Of course I was a Vertigo kid, I never had a fucking chance. I was 18 when it launched, hitting the exact right age for the imprint. But as an objective and rabid consumer of modern American comic books, I still think the market is missing something vital with its absence.
Vertigo shut up shop a few years ago, and the kind of things it delivered can still be found at companies like Image, but only a few of those series get the long-running promotion and support that Vertigo titles did.
With the might of DC behind them, even the most idiosyncratic visions of the world could get 75 issues, and a lot of them didn't hit with huge audiences, but they hit enough.
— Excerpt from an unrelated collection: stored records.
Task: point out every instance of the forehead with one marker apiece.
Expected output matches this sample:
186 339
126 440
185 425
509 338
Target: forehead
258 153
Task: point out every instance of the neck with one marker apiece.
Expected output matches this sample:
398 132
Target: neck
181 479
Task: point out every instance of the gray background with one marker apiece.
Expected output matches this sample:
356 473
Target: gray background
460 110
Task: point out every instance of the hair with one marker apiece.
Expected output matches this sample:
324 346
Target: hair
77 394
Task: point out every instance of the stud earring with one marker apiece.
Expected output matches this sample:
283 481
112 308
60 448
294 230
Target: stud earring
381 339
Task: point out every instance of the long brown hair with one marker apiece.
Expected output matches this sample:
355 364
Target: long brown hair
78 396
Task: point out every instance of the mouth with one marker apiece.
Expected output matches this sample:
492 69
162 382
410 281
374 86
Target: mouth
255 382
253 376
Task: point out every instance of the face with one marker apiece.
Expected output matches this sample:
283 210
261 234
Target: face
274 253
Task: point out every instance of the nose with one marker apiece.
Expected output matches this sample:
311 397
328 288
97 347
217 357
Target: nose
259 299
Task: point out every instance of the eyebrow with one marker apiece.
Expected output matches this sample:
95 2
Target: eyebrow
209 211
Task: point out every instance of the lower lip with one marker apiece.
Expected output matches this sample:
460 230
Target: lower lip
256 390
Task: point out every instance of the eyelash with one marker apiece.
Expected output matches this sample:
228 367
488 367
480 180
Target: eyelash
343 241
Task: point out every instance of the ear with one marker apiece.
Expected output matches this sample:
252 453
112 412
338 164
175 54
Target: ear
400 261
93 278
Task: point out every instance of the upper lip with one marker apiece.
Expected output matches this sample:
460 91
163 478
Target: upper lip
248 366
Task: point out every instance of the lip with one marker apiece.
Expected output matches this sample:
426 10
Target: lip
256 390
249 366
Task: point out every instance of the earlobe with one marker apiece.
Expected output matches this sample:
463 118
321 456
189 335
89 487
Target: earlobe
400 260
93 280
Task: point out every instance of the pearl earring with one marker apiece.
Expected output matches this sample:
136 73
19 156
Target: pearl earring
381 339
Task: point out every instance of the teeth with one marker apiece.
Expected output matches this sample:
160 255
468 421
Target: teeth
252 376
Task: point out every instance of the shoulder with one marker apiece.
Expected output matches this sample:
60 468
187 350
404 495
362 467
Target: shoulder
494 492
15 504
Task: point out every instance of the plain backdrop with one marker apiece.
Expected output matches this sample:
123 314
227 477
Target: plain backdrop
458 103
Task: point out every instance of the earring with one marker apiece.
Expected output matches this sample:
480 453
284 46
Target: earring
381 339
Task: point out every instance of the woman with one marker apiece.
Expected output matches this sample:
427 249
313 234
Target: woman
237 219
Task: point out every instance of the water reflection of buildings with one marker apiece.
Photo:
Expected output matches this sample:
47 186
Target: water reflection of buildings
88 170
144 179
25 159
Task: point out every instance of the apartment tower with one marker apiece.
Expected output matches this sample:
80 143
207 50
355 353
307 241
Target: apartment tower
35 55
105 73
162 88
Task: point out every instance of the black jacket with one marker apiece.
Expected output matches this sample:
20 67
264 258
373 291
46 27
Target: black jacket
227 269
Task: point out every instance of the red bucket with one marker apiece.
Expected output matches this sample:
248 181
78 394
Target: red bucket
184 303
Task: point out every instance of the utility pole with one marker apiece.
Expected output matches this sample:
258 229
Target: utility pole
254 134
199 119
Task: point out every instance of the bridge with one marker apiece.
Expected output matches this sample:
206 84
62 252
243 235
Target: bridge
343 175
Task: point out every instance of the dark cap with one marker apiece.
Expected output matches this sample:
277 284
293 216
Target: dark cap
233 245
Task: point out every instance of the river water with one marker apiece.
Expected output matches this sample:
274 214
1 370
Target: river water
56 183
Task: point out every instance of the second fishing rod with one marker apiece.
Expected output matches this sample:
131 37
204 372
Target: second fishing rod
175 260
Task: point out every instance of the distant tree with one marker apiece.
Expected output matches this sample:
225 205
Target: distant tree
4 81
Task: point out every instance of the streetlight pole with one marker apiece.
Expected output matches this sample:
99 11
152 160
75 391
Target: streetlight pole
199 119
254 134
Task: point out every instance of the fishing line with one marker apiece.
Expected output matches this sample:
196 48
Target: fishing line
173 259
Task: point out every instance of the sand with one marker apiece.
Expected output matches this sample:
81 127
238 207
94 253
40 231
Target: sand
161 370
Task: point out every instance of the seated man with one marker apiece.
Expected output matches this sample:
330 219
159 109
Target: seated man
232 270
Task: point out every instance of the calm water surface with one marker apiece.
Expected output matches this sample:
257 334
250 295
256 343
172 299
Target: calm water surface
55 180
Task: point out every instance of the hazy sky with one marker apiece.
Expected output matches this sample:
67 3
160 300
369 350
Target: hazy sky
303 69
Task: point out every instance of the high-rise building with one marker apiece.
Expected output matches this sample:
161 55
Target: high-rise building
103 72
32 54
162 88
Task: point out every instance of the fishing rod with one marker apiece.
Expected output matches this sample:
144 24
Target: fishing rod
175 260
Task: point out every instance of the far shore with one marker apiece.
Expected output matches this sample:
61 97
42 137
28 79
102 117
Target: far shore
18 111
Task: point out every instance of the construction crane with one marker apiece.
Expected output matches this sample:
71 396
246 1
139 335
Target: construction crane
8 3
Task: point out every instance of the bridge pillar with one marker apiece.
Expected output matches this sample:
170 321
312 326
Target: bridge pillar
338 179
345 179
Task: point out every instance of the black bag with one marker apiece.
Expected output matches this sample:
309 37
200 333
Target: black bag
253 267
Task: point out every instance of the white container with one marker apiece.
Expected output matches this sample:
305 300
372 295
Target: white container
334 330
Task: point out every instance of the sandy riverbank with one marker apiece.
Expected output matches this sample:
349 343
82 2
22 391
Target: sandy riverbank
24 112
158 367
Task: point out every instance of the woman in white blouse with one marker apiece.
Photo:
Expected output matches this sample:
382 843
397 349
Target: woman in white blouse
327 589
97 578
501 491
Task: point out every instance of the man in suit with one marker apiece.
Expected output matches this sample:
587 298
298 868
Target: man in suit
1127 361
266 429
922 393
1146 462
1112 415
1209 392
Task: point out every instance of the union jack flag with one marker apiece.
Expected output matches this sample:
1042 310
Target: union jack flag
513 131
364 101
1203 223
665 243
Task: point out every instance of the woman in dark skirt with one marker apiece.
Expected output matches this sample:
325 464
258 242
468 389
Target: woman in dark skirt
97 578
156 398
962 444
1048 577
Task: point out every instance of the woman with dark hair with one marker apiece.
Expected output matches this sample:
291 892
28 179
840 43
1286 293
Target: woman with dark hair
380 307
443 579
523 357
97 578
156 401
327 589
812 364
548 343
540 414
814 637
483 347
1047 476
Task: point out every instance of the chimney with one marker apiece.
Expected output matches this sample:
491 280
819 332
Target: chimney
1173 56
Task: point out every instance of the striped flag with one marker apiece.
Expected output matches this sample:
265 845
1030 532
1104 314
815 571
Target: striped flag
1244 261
They were, crucially, stories that could only really be told in a long-running medium like the monthly comic, and weren't nakedly desperate attempts to get a movie deal (and the real money.)
DC will always say it's serving the same audience with its endless Black Label titles, but that's a line that really isn't concerned with delivering any kind of sophisticated suspense, full of very pretty books about hard it is to be Batman, or how some random hero need to be woken up to save the a post-apocalyptic world; and it just ain't the same.
There are still some very nice comics with a Black Label logo on them - the devotion to producing album-sized comics should be absolutely lauded, because it really gives the often terrific art room to breathe. But there really isn't anything like the regular thrills of a Sandman, or a Preacher, of even a Shade the Changing Man. Just desperate searches for new IP, based on the same old shit.